Quaderno verfügt auch über einige Charakteristika, die vor allem für die Reisetätigkeit von Bedeutung sind: Hierzu gehört eine laut Unternehmen achtstündige vom Netzstrom losgelöste Verfügbarkeit des DOS-Rechners (Version 5.0 ist im ROM vorinstalliert); die Unterstützung von scheckkartengroßen SRAM-, ROM- und Flash-EPROM-Karten gemäß dem PC/MCIA-Standard 1.0 (die aktuelle Version 2.0 soll später in diesem Jahr geboten werden) erlaubt außerdem die Nutzung etwa von Intels Flash-Karten Diese halten mittlerweile bis zu 4 MB Speicher bereit, 20-MB-Versionen wurden vom Halbleiter-Hersteller ebenfalls schon angekündigt. Zudem kann der Anwender in Zukunft über die se Kartenerweiterungen Applikationen für Text- oder etwa Tabellenkalkulationsverarbeitung auf dem 21 x 15 x 3,2 Zentimeter kleinen Rechner nutzen.

Neben einem Arbeitsspeicher von 1 MB (360 KB lassen sich als Expanded Memory gemäß LIM 4.0 ansprechen) verfügt der Quaderno über eine Festplatte mit einer Kapazität für 20 MB Daten sowie ein LC-Display mit einer Auflösung von 640 x 400 Pixel. Vorinstalliert ist die Kommunikationssoftware "interlink", die zusammen mit einem mitgelieferten seriellen Kabel den Datentransfer von dem Winzling auf Tisch-PCs bewerkstelligt.

Ebenfalls zur Ausstattung gehören verschiedene Softwarewerkzeuge: Neben einer Textverarbeitung (gespeichert wird im neutralen ASCII-Format) stehen ein Taschenrechner, eine Power-Management-Software, eine Tagebuchfunktion, ein digitales Telefonbuch, ein File-Manager sowie ein Organizer zur Verfügung.

Witzig und von Insidern als durchaus sinnvoll bezeichnet ist die Sprachaufnahme-Funktion: Per eingebautem Mikrofon (ein externes kann angeschlossen werden) lassen sich in alle textbezogenen Dokumente Sprachnotizen einfügen, die über den Lautsprecher (Kopfhörerausgang vorhanden) abgehört werden können.

Olivetti gab an, daß im Komprimier-Modus pro MB bis zu 20 Minuten gesprochener Text auf die Festplatte gespeichert werden könnten, ohne Kompression der Daten könne der Anwender immerhin für 1 MB Plattenkapazität noch etwa fünf Minuten sprechen.

Diese Angaben stießen bei Branchenkennern allerdings auf erhebliche Zweifel, wären diese Werte doch sechs- bis zehnmal besser als bislang erzielbare Ergebnisse.

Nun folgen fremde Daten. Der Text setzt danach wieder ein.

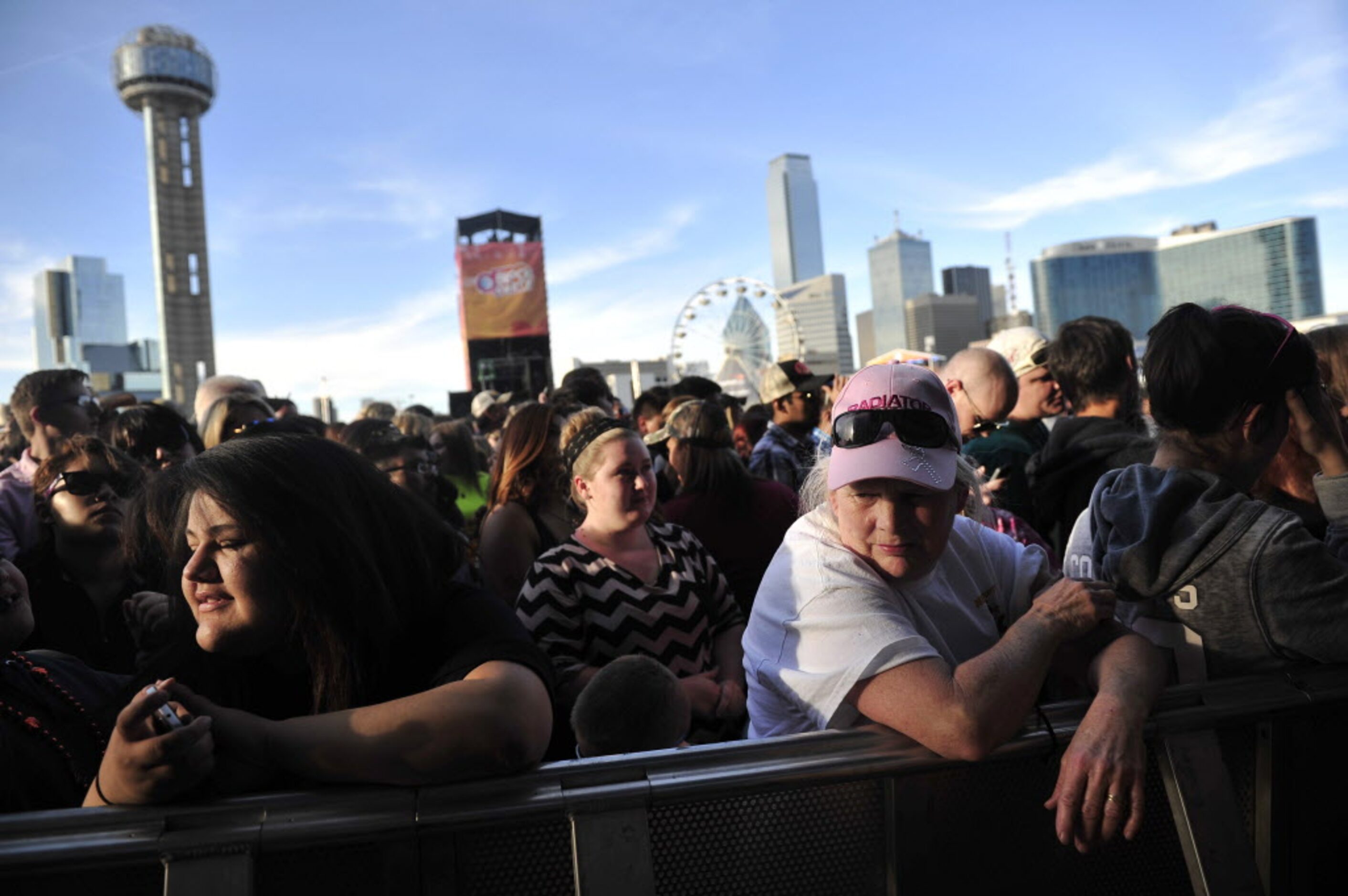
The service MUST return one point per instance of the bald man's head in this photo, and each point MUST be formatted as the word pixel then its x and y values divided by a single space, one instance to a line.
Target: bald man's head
pixel 218 387
pixel 983 387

Für Vielschreiber an der Grenze der Tolerierbarkeit ist die Größe der Tasten. Hier machte Olivetti offensichtlich einen Kompromiß zwischen möglichst geringen Ausmaßen und noch akzeptabler Handhabbarkeit.

Quaderno, für den es optional unter anderem ein externes Floppy-Laufwerk sowie einen Zigarettenanzünder-Anschluß gibt, soll im Juni über verschiedene Kanäle ausgeliefert werden, an OEM-Abkammen - etwa mit DEC - sei ebenfalls gedacht Der Preis soll 1100 Dollar betragen, genaue Angaben über die Kosten wurden noch nicht gemacht, Gerüchte deuten Jedoch auf 2200 und bis zu 1800 Mark. Die ersten zirka 70 Systeme lieferte Olivetti vor Ort in Ivrea bereits aus: Alle anwesenden Pressevertreter wurden mit dem recht kostspieligen Geschenk beglückt.